According to Wikipedia, body language also known as kinesics is a type of non-verbal communication in which physical behaviour, as opposed to words, are used to express or convey information.

The unabated Southern Kaduna crisis and other crises involving Fulani herdsmen in the country has been attributed to the poor body language of the President who himself is the Grand Patron of Miyetti Allah Cattle Breeders Association in Nigeria.

To start with, the Fulani crisis has been a pre-Buhari occurrence with little skirmishes here and there but the prominence it attained in two years of the Buhari administration gave credence to accusations that the president is in support of the heinous acts.

Examples of these abounds in the refusal of the Federal Government to take a decisive step on the attacks at the initial stage. The government spent its energy attributing the upsurge to the activities of the “defeated” Boko Haram terrorist masquerading as Fulani herdsmen.

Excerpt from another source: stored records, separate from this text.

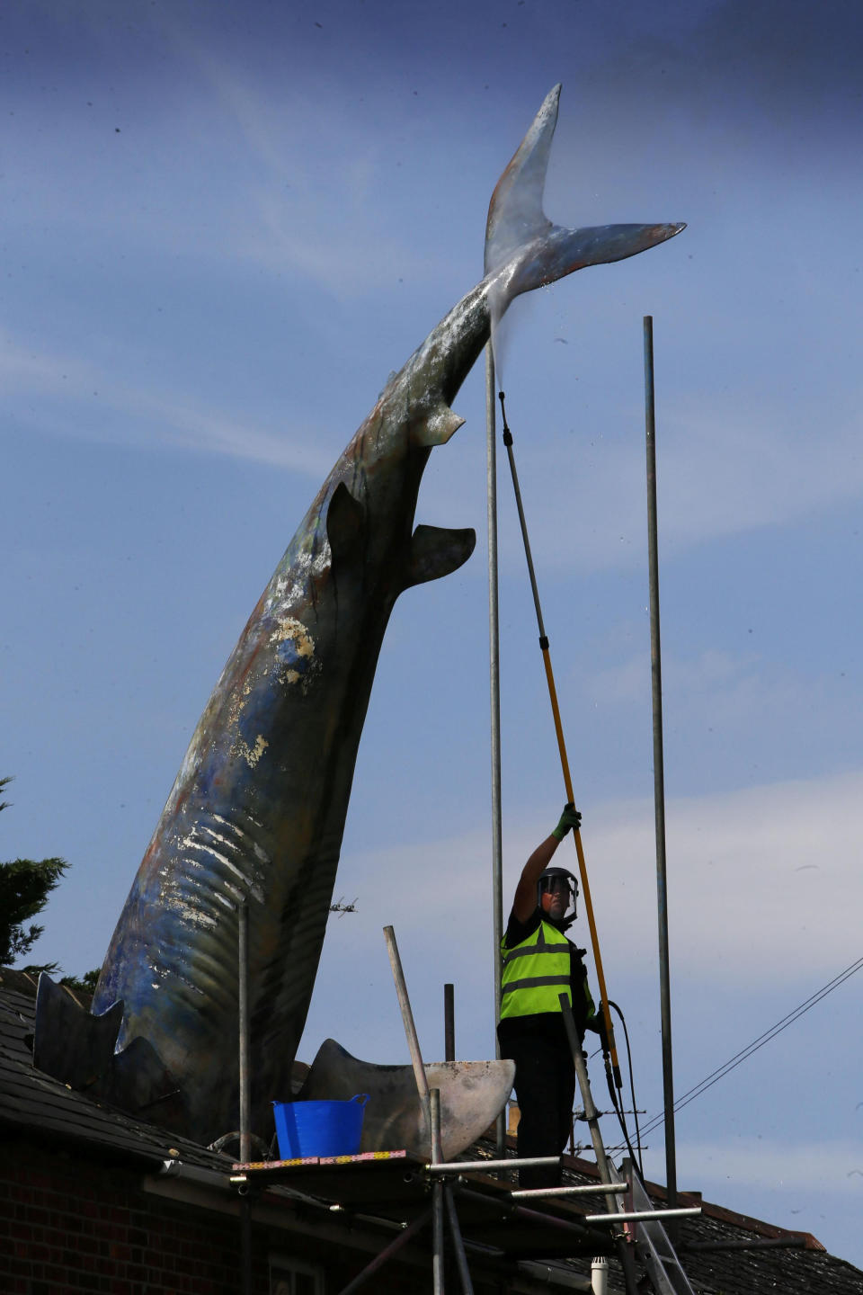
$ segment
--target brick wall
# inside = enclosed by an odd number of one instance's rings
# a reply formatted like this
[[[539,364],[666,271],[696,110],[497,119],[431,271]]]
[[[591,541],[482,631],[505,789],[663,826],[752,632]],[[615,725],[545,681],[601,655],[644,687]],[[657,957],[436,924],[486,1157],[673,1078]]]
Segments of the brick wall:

The defence took a dramatic turn when the Minister of Information Alhaji Lai Mohammed declared that cows come into the country all the way from Mauritius – thousands of miles away from us.

The presidency on several occasions maintained its stand on the non- culpability of the Fulanis in the crisis. This laid back approach of the president may just have been all the encouragement the herdsmen needed to cause chaos.

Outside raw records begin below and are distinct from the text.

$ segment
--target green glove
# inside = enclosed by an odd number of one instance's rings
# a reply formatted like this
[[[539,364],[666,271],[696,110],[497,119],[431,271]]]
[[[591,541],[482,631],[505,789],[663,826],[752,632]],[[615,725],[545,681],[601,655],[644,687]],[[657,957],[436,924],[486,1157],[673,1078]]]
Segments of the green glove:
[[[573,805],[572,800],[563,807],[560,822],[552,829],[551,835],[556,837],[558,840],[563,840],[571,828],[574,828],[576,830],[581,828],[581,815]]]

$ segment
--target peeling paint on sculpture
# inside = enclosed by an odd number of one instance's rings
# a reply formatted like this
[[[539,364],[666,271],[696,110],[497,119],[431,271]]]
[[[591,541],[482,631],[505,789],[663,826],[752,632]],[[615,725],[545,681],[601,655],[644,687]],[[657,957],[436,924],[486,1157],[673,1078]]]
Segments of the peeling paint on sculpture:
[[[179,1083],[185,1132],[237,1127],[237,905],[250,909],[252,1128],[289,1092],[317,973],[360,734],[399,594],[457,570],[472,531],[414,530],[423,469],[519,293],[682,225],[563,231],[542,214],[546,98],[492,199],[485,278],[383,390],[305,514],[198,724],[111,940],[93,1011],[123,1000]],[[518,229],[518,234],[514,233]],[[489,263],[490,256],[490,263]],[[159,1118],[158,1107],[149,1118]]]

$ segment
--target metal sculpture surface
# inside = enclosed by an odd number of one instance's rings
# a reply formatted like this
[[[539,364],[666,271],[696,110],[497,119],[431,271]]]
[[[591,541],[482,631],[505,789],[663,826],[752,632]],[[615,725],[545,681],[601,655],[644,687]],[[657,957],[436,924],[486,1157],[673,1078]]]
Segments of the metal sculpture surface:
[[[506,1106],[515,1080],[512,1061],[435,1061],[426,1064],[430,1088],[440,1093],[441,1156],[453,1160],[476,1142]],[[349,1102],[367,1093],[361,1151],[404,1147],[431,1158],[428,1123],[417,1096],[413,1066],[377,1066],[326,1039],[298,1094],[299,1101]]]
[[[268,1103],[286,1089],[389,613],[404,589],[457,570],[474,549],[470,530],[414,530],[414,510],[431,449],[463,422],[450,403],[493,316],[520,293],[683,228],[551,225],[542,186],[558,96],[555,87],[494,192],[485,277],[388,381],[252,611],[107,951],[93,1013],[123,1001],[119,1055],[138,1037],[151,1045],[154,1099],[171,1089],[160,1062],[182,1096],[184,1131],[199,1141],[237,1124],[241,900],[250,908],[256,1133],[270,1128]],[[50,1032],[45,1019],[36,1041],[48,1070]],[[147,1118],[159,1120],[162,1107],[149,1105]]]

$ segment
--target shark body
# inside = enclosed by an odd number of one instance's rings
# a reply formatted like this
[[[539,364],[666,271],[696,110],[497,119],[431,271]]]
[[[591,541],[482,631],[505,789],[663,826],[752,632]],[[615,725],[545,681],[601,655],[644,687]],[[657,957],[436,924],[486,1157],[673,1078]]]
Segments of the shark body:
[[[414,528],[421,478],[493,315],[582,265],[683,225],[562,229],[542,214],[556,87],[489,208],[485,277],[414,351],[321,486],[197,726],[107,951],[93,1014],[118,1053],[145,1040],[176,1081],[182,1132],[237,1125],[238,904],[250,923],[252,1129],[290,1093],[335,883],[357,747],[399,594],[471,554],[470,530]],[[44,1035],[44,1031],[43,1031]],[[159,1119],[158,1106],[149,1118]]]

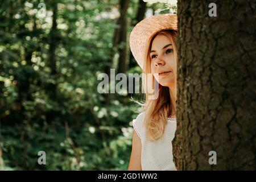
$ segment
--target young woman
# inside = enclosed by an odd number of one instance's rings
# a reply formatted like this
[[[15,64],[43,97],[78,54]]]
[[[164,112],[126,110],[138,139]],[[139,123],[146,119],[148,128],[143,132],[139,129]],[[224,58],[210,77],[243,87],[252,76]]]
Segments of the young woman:
[[[163,14],[138,23],[130,37],[131,51],[145,75],[146,102],[133,121],[133,146],[128,170],[176,170],[172,141],[176,128],[177,16]],[[148,78],[148,77],[146,77]],[[159,84],[151,99],[147,86]]]

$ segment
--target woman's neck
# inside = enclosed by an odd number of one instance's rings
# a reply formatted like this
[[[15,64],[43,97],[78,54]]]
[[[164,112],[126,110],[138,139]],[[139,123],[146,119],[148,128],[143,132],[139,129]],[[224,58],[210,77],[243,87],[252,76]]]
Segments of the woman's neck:
[[[171,101],[172,104],[172,106],[174,109],[172,109],[172,113],[171,118],[176,118],[176,101],[177,100],[176,91],[174,88],[169,87],[170,95],[171,97]]]

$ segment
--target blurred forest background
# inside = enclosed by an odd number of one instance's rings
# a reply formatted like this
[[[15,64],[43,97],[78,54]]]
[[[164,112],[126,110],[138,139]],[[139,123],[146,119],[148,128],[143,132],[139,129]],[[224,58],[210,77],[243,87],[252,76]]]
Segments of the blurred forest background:
[[[166,8],[142,0],[1,1],[0,169],[127,169],[139,109],[131,98],[142,96],[99,94],[97,75],[140,73],[129,34]],[[38,163],[42,150],[46,165]]]

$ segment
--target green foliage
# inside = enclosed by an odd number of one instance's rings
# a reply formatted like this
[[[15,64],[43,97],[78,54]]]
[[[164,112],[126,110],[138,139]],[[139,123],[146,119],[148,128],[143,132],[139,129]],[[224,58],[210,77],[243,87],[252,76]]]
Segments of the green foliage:
[[[138,106],[131,95],[97,92],[97,76],[110,64],[118,2],[1,2],[0,169],[127,169]],[[138,4],[131,1],[131,20]],[[45,166],[38,164],[41,150]]]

The prominence Fulani cattle rearers have gained in Nigeria today is unbelievable. Everywhere you go you see herds of cattle, from the Abuja airport road to the National stadium Abuja, major highways in the country are not spared and even the National Youth Service Corps orientation camp in Adamawa has its own story to tell on the herdsmen menace. The boldness of the herdsmen to demand for grazing reserves in areas such as Enugu, Delta and others has brought to question the stand of the presidency on issues relating to Fulani herdsmen.

The Kaduna Governor, Nasir el-Rufai was once quoted as saying he paid rampaging Fulani herdsmen money to placate them after they attacked the innocent people of Southern Kaduna. Hid statement received a rousing condemnation across the country, as he was accused of taking sides with his ‘brothers’ and the resultant effect was better imagined than experienced as the suspected herdsmen attacked the communities days later.

The body language of the President and the Kaduna Governor has been done nothing but emboldened the herdsmen.

Will this change in the coming weeks? We wait to see.